In 2005, after 10 years as National Review’s Washington editor, she became president of the National Review Institute, a research and advocacy organization, a post she held for six years.

Father Scalia was the celebrant and homilist for the funeral Mass. A dozen priests concelebrated the liturgy, including Father Robert J. Rippy, cathedral rector, and Father Jerome Fasano, pastor of St. John the Baptist Church in Front Royal.

EWTN’s Raymond Arroyo, Supreme Court Justice Clarence Thomas and George Mason University Law Professor Helen Alvare were among the many dignitaries in attendance.

In his homily, Father Scalia focused on the passage from St. John’s Gospel in which Jesus arrives in Bethany after the death of his friend Lazarus. The subsequent exchange between Jesus and Martha, Lazarus’ sister, reveals that Martha was a woman of strong character and humble faith.

In response to a question from Jesus, Martha responds, “I have come to believe that You are the Messiah, the Son of God, the One who is coming into the world.”

“Sound familiar?” Father Scalia asked the congregation. “Martha, meet Kate.”

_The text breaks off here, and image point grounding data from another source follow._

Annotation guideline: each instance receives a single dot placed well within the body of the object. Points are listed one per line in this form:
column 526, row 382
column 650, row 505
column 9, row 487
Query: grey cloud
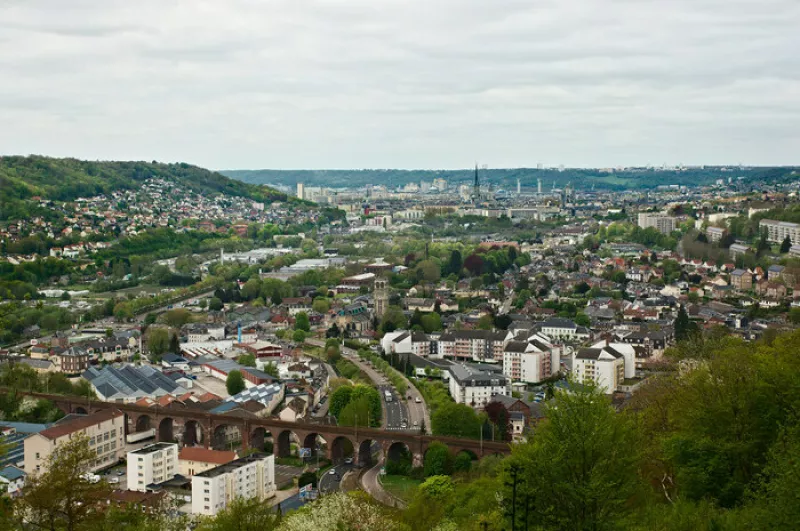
column 358, row 83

Father Scalia said O’Beirne’s strength came from being grounded in the faith in humble docility to the Lord.

“We mourn today, but we are blessed by Kate’s example,” he said.

She was persistent, whether it was convenient or inconvenient, he added.

“Kate did not hesitate to be direct, even with priests,” Father Scalia said. Although she was not an advocate for married priests, she once quipped “that if priests had wives, they at least would be on time for dinner.

“If Kate was strong, it was at first because she believed,” Father Scalia said.

“What we do here today is pray that what the Lord has begun in her is brought to completion.”

He said Kate’s final act of faith began about a week ago, supported by her family and friends.

“May we all be so blessed to depart this world as peacefully as she did,” Father Scalia said.

Kate Monica Walsh was born in Brooklyn Sept. 23, 1949, to Matthew Walsh and the former Catharine Rice. She was raised in Manhasset and studied at Good Counsel College in White Plains, where she earned a degree in English and journalism. She worked in Washington for Senator James L. Buckley, who was elected from New York in 1970 on the Conservative Party line, then returned to New York to get a degree from St. John’s University School of Law.

In 1976, she married James O’Beirne, an Army officer who became a White House liaison with the Pentagon. In 1986, after traveling for a decade with her husband while he was in the Army, O’Beirne moved to Washington with her family and became deputy assistant secretary for legislation at the Department of Health and Human Services.

She was the author of Women Who Make the World Worse and How Their Radical Feminist Assault Is Ruining Our Schools, Families, Military and Sports (2005).

She is survived by her husband and their two sons, Phil and John; her sisters, Mary Ann, Virginia and Rosemary; and several grandchildren.